Overview
OpenText KeyView Filter SDK enables you to incorporate text extraction functionality into your own applications. It extracts text and metadata from a wide variety of file formats on numerous platforms, and can automatically recognize over 1500 document types. It supports both file-based and stream-based I/O operations, and provides out-of-process filtering.
Filter SDK is part of the KeyView suite of products. KeyView provides high-speed text extraction, conversion to web-ready HTML and well-formed XML, and high-fidelity document viewing.
IMPORTANT: The KeyView Filter Python API is currently beta software. It is not recommended for production use. Future versions might not be backwards compatible.
Features
- Filter supports popular word processing, spreadsheet, and presentation formats. Body text, endnotes, footnotes, and additional items such as document metadata are all included as part of the filtering process.
- Sample programs are provided to demonstrate the functionality of the APIs.
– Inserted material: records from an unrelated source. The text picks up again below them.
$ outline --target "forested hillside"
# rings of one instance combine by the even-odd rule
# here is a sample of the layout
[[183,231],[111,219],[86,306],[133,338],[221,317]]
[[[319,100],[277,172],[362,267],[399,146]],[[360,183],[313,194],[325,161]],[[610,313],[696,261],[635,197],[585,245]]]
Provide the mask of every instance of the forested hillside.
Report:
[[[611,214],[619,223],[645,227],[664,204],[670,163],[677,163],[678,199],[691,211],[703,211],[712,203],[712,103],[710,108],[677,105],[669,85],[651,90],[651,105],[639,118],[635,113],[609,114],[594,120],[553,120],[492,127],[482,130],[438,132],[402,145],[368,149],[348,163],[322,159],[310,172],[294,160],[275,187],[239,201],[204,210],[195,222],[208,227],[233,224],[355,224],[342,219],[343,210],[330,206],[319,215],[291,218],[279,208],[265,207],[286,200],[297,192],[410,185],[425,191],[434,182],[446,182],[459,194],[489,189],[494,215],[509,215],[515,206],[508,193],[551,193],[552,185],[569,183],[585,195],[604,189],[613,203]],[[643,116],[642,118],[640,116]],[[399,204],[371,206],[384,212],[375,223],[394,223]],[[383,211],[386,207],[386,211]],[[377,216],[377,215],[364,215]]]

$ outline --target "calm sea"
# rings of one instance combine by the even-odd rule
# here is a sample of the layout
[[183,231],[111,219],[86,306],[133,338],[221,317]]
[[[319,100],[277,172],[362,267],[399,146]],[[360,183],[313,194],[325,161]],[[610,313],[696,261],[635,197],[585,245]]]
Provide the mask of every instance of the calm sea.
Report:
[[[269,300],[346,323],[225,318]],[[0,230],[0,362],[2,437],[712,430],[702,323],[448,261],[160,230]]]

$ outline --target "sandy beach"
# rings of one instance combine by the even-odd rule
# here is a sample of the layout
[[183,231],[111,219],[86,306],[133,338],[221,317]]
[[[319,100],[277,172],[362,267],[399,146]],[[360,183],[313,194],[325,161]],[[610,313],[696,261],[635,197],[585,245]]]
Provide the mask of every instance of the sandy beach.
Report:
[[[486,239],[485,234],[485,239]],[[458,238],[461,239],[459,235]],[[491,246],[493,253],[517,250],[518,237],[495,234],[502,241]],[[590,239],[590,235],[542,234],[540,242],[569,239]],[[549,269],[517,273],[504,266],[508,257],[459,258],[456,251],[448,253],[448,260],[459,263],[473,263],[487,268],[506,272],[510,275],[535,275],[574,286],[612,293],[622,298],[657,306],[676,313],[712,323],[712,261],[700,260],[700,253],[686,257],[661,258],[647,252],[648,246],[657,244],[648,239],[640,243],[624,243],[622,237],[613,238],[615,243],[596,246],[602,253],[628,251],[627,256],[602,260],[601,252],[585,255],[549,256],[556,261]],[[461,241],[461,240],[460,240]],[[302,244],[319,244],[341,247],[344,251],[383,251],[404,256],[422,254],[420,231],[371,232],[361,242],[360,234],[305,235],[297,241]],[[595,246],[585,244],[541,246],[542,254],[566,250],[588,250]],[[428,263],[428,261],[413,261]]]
- You can extract files embedded within files, such as email attachments or embedded OLE objects.
- Document readers are threadsafe. The benefit of a threadsafe technology is that you can successfully extract text from hundreds of documents simultaneously. Documents are not queued for sequential filtering, but are actually filtered at the same time.
- Filter allows for redirected input and output. You can provide an input stream that is not restricted to file system access.
- Filter automatically recognizes the file type being filtered and uses the appropriate filter. Your application does not need to rely on file name extensions to determine file types.
- You can filter documents to specific character encodings, such as Unicode or UTF-8.
- You can write custom document readers for formats not directly supported by KeyView.